Approaching Perfection with Mary

A clever writer[1] once observed that Jesus never made the mistake of qualifying any of his statements: “Be ye perfect as your heavenly Father is perfect.”[2] What can that mean, for, as Jesus said, “no one is good except God alone”?[3] In John’s Gospel, Jesus is equally demanding and univocal: “Love one another as I have loved you.”[4] But who could possibly love as Jesus loved? How could anyone match his dignity as the Son of God—“This is my beloved Son, in whom I am well pleased[5]—or achiever the intensity of his love—“I have a baptism to be baptized with; and how I am straightened until it is accomplished!”[6]—or the universality of the redemption wrought—“At the name of Jesus every knee should bow, in heaven and on earth and under the earth, and every tongue confess that Jesus Christ is Lord, to the glory of God the Father”?[7] No one can approach such perfection, but there is a consideration that allows us to meet what is on the surface an impossible demand. We begin by observing that the love that directed those actions of Jesus was determined by who he was as well as by the time and place of his earthly life. I may claim to “love as he loved,” then, if I fully engage my own person and in the peculiar setting of my life, in this time and place.
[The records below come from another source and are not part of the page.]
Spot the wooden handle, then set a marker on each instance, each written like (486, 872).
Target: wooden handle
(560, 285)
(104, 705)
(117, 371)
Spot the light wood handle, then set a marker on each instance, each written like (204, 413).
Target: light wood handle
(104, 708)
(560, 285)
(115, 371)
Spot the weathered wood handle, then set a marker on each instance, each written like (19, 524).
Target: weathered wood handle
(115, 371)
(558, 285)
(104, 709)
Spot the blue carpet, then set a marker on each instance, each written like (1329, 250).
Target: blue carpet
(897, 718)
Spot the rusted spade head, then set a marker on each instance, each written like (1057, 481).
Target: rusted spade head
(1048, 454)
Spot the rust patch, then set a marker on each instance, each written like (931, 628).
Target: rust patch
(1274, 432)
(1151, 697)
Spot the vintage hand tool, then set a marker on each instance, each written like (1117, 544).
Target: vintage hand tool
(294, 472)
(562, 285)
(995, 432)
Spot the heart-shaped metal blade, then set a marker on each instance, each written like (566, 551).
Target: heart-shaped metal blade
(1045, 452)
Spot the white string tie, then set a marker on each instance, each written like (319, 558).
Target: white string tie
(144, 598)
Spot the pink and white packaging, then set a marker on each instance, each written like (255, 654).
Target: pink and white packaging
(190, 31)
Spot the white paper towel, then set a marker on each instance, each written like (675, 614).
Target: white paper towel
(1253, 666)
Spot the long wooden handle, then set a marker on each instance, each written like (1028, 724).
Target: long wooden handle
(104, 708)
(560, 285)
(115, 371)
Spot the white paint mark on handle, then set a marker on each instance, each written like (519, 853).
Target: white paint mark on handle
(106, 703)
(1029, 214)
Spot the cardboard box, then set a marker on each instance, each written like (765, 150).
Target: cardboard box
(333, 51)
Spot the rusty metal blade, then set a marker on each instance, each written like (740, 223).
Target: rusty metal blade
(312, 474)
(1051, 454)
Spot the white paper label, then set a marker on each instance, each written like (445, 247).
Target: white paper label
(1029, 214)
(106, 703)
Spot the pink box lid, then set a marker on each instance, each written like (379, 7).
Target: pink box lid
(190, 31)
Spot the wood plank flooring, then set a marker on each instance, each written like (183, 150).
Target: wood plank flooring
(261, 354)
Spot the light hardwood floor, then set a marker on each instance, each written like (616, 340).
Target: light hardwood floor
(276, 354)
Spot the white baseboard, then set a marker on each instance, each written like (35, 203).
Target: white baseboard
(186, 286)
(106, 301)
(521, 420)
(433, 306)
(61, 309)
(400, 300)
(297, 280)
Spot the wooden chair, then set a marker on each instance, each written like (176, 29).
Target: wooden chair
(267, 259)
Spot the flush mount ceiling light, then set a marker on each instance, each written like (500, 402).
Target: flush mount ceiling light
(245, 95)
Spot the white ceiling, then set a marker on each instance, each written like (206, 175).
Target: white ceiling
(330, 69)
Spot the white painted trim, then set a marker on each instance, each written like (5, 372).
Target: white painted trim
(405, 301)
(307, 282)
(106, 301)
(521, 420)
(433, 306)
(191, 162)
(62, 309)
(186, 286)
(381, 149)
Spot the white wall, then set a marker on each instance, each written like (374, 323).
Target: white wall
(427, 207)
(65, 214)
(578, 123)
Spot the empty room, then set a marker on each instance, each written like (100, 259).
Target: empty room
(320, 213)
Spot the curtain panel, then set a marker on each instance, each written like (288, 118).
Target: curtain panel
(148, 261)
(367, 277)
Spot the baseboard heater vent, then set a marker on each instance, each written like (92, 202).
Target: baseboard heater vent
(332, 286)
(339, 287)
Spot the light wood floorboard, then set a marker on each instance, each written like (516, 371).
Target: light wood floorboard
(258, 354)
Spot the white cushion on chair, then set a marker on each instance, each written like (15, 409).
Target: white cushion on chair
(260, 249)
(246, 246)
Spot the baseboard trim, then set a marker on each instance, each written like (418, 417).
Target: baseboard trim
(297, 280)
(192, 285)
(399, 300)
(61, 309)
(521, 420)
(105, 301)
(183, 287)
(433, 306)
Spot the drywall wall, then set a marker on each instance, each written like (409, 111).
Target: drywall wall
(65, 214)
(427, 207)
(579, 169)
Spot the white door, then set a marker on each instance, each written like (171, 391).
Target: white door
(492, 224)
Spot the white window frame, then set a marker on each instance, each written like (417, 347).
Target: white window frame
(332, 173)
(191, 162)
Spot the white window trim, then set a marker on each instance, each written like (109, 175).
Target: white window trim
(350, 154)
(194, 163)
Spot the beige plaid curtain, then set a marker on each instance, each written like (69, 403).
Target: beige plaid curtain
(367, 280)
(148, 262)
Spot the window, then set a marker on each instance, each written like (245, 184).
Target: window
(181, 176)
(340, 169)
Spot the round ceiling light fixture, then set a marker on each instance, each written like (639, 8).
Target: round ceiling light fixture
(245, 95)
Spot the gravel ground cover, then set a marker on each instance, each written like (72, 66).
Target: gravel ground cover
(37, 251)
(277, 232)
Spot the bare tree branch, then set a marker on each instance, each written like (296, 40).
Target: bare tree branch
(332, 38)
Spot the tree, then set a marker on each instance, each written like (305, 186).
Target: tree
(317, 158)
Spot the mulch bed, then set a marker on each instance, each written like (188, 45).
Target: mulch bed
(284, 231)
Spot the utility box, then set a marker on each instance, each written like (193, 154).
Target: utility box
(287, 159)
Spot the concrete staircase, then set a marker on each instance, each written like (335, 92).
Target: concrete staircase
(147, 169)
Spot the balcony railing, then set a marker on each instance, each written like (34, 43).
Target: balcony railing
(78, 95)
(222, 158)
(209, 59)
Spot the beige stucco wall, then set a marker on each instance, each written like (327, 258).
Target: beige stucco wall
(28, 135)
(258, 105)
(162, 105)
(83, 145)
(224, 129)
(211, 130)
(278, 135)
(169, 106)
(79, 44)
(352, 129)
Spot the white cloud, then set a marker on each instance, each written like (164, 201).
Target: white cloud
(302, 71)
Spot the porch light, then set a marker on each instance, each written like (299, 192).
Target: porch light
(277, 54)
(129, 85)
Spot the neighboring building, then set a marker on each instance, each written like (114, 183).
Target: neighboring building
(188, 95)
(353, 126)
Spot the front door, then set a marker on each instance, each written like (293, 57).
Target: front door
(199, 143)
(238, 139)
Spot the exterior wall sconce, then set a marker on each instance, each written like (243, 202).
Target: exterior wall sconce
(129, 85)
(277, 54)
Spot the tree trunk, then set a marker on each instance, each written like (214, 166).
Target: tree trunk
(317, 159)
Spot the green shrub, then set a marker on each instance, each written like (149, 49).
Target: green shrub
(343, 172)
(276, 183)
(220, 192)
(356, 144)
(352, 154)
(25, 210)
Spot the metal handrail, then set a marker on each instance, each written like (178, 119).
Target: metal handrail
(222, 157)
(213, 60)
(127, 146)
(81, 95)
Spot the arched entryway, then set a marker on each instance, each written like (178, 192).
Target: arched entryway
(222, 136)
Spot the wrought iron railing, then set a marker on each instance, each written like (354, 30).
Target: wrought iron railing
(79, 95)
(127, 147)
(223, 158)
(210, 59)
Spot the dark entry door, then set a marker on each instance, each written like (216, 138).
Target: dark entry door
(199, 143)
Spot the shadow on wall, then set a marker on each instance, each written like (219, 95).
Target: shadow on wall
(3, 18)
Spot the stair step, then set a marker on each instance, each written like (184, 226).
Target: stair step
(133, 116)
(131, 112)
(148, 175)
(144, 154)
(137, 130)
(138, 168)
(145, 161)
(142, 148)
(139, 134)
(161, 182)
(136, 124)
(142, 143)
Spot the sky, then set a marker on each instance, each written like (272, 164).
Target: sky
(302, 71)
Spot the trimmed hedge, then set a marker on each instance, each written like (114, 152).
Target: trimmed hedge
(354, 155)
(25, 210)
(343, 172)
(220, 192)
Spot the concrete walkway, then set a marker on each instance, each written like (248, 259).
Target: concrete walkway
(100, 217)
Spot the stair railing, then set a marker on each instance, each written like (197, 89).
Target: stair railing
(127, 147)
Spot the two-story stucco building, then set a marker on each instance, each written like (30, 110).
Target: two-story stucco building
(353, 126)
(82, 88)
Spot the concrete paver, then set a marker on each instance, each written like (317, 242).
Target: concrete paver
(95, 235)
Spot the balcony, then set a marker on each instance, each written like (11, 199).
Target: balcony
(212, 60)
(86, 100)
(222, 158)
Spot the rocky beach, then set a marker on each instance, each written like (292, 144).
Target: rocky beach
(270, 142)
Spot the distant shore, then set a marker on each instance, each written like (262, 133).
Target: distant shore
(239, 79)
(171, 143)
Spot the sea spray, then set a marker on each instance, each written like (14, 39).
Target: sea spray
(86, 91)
We may turn now to Our Lady and note who she was and when and where she lived. We see at once that her person and behaviour were inseparable from her divine maternity. Elizabeth recognized that when she exclaimed, “Why is this granted me, that the mother of my Lord should come to me?”[8] At the wedding feast of Cana, she is identified simply as “the mother of Jesus.”[9] Later Jesus describes as being his mother “whoever does the will of my Father in heaven.”[10] These statements are confirmed and extended at the crucifixion when the beloved disciple—surely to be identified with each of us—receives Mary as his mother.[11] Mary was honoured with the title Theotókos, Mother of God. Already traditional in the fourth century, it was invoked at the Council of Ephesus in 431 as a way of recognizing and safeguarding the full humanity of Jesus: as the eternal Word, he was fully divine, but he was also fully human in having had a human mother. The maternal love of Mary for Jesus—and consequently of all the members of his body—which has continually been honoured in the history of the Church, has been a constant characteristic of her apparitions. At Guadalupe, for instance, in 11531, she told Juan Diego:

I wish that a temple be erected here quickly, so I may therein exhibit and give all my love, compassion, help, and protection, because I am your merciful mother, to you, and to all the inhabitants on this land and all the rest who love me, invoke and confide in me.[12]

Thus, we may pray with Juan Diego and with all the Americas, “Holy Mary, Holy Mother of God and Mother of the Church, pray for us.”


[1] Robert Lane Fox, Pagans and Christians.

[2] Matt 5.48.

[3] Mk 10.18.

[4] Jn 13.34.

[5] Matt 3.17.

[6] Lk 12.50.

[7] Phil 2.10-11.

[8] Lk 1.43.

[9] Jn 2.1.

[10] Matt 12.50.

[11] Jn 19.26.

[12] Available at Accessed on 28 December 2022. Emphasis added.